Namocell’s instrument portfolio includes Pala, a 2-laser system with up to 11 fluorescent detection channels and Hana, a single-laser system with 2 fluorescent detection channels. With unparalleled speed and ease of use, both systems utilize Namocell’s proprietary single-use cell cartridges to deliver single cells from sample to plates in minutes. Namocell’s current installed base is approaching 200 placements, including approximately 60 instruments sold in calendar 2021.

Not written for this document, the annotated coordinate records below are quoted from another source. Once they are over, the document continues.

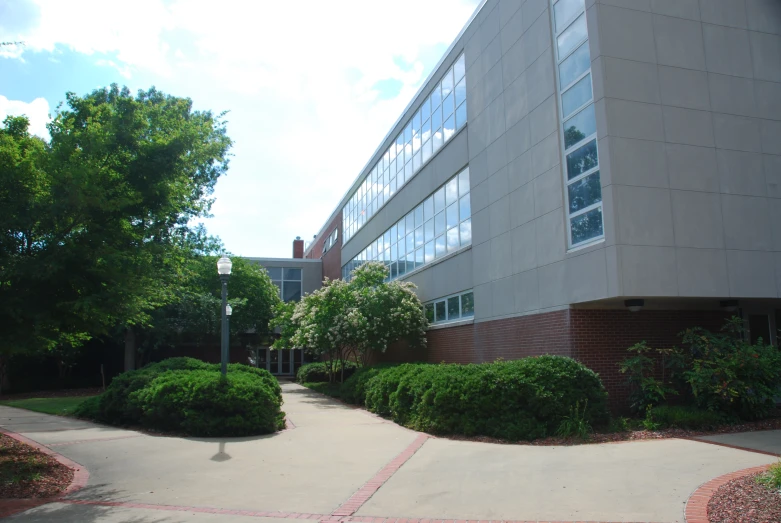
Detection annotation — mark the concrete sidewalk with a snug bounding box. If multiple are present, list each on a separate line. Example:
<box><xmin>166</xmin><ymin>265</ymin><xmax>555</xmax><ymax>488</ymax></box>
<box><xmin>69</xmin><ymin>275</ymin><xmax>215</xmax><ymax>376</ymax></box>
<box><xmin>0</xmin><ymin>383</ymin><xmax>781</xmax><ymax>523</ymax></box>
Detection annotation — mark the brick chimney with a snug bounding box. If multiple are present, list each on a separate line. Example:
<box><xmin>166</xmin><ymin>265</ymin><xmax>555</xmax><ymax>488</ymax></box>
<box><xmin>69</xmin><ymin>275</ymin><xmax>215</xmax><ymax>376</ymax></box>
<box><xmin>293</xmin><ymin>236</ymin><xmax>304</xmax><ymax>258</ymax></box>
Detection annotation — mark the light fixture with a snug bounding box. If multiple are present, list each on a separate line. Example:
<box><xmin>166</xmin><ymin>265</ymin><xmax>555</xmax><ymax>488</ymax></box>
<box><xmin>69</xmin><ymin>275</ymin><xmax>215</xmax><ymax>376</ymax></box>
<box><xmin>719</xmin><ymin>300</ymin><xmax>738</xmax><ymax>312</ymax></box>
<box><xmin>217</xmin><ymin>256</ymin><xmax>233</xmax><ymax>276</ymax></box>
<box><xmin>624</xmin><ymin>299</ymin><xmax>645</xmax><ymax>312</ymax></box>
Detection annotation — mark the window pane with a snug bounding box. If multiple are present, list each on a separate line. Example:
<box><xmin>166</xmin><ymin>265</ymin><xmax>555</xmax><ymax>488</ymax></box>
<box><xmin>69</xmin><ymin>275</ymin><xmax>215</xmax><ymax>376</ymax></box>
<box><xmin>556</xmin><ymin>13</ymin><xmax>588</xmax><ymax>59</ymax></box>
<box><xmin>434</xmin><ymin>301</ymin><xmax>447</xmax><ymax>321</ymax></box>
<box><xmin>282</xmin><ymin>281</ymin><xmax>301</xmax><ymax>302</ymax></box>
<box><xmin>459</xmin><ymin>219</ymin><xmax>472</xmax><ymax>245</ymax></box>
<box><xmin>567</xmin><ymin>140</ymin><xmax>599</xmax><ymax>180</ymax></box>
<box><xmin>453</xmin><ymin>54</ymin><xmax>466</xmax><ymax>82</ymax></box>
<box><xmin>458</xmin><ymin>194</ymin><xmax>472</xmax><ymax>221</ymax></box>
<box><xmin>447</xmin><ymin>227</ymin><xmax>459</xmax><ymax>252</ymax></box>
<box><xmin>446</xmin><ymin>203</ymin><xmax>459</xmax><ymax>229</ymax></box>
<box><xmin>458</xmin><ymin>169</ymin><xmax>469</xmax><ymax>196</ymax></box>
<box><xmin>434</xmin><ymin>234</ymin><xmax>447</xmax><ymax>258</ymax></box>
<box><xmin>564</xmin><ymin>104</ymin><xmax>597</xmax><ymax>149</ymax></box>
<box><xmin>447</xmin><ymin>296</ymin><xmax>461</xmax><ymax>320</ymax></box>
<box><xmin>553</xmin><ymin>0</ymin><xmax>583</xmax><ymax>33</ymax></box>
<box><xmin>461</xmin><ymin>292</ymin><xmax>475</xmax><ymax>317</ymax></box>
<box><xmin>561</xmin><ymin>74</ymin><xmax>591</xmax><ymax>118</ymax></box>
<box><xmin>285</xmin><ymin>269</ymin><xmax>301</xmax><ymax>281</ymax></box>
<box><xmin>559</xmin><ymin>42</ymin><xmax>591</xmax><ymax>88</ymax></box>
<box><xmin>570</xmin><ymin>206</ymin><xmax>603</xmax><ymax>245</ymax></box>
<box><xmin>567</xmin><ymin>171</ymin><xmax>602</xmax><ymax>213</ymax></box>
<box><xmin>426</xmin><ymin>303</ymin><xmax>434</xmax><ymax>323</ymax></box>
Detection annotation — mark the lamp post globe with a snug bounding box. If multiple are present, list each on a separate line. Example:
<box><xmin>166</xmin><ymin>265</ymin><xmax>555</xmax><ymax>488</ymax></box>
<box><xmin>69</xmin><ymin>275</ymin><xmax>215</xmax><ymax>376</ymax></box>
<box><xmin>217</xmin><ymin>256</ymin><xmax>233</xmax><ymax>376</ymax></box>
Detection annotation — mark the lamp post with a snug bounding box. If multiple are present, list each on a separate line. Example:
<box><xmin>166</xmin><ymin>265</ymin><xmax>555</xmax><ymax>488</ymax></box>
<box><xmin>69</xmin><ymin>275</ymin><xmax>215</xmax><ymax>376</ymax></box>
<box><xmin>217</xmin><ymin>256</ymin><xmax>233</xmax><ymax>376</ymax></box>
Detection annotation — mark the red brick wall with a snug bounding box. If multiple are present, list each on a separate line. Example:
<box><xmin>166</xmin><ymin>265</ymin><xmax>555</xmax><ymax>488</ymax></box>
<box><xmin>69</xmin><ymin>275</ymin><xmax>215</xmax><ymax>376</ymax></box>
<box><xmin>380</xmin><ymin>309</ymin><xmax>729</xmax><ymax>411</ymax></box>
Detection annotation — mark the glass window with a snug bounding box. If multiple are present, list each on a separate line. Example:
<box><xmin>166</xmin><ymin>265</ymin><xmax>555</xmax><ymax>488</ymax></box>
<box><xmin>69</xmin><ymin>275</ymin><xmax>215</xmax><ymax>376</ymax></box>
<box><xmin>553</xmin><ymin>0</ymin><xmax>583</xmax><ymax>32</ymax></box>
<box><xmin>567</xmin><ymin>140</ymin><xmax>599</xmax><ymax>180</ymax></box>
<box><xmin>556</xmin><ymin>13</ymin><xmax>588</xmax><ymax>59</ymax></box>
<box><xmin>434</xmin><ymin>301</ymin><xmax>447</xmax><ymax>321</ymax></box>
<box><xmin>285</xmin><ymin>269</ymin><xmax>301</xmax><ymax>281</ymax></box>
<box><xmin>282</xmin><ymin>281</ymin><xmax>301</xmax><ymax>302</ymax></box>
<box><xmin>461</xmin><ymin>292</ymin><xmax>475</xmax><ymax>317</ymax></box>
<box><xmin>561</xmin><ymin>74</ymin><xmax>591</xmax><ymax>118</ymax></box>
<box><xmin>447</xmin><ymin>296</ymin><xmax>461</xmax><ymax>320</ymax></box>
<box><xmin>564</xmin><ymin>104</ymin><xmax>597</xmax><ymax>149</ymax></box>
<box><xmin>567</xmin><ymin>171</ymin><xmax>602</xmax><ymax>213</ymax></box>
<box><xmin>570</xmin><ymin>206</ymin><xmax>603</xmax><ymax>245</ymax></box>
<box><xmin>559</xmin><ymin>42</ymin><xmax>591</xmax><ymax>89</ymax></box>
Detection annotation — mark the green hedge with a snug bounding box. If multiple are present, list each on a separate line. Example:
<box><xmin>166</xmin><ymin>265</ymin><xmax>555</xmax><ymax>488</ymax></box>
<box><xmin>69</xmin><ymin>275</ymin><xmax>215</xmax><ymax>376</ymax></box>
<box><xmin>75</xmin><ymin>358</ymin><xmax>284</xmax><ymax>436</ymax></box>
<box><xmin>296</xmin><ymin>361</ymin><xmax>358</xmax><ymax>383</ymax></box>
<box><xmin>342</xmin><ymin>356</ymin><xmax>610</xmax><ymax>441</ymax></box>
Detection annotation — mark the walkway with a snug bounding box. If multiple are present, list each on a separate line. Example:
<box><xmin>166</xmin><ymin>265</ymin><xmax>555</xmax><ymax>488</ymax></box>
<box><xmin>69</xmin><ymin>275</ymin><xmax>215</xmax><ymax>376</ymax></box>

"Namocell is very complementary to Bio-Techne’s existing Cell and Gene Therapy franchise and we anticipate significant commercial synergies as we leverage our existing analytical tools sales force to penetrate this market opportunity," said Chuck Kummeth, President and Chief Executive Officer of Bio-Techne. "Emerging technologies in cell-based research as well as next-generation therapeutics have created a need for fast, reliable, easy-to-use, and gentle cell sorting. Namocell’s instruments offer unparalleled performance advantages over traditional flow cytometry and manual techniques and we anticipate continued traction with its leading portfolio of cell sorting technologies. We are excited to welcome Namocell to the Bio-Techne team."

"We are very excited to be joining Bio-Techne," said Dr. Junyu Lin, Chief Executive Officer of Namocell. "Bio-Techne’s global reach and strategic deployment in cell and gene therapy will enable Namocell to accelerate its penetration into the global markets, particularly in cell engineering and cell therapy applications, our biggest and fastest growing sectors. We look forward to beginning the next chapter of growth as part of Bio-Techne."

Fredrikson & Byron, P.A. is serving as Bio-Techne’s legal counsel. Wilson Sonsini Goodrich & Rosati is serving as legal counsel to Namocell.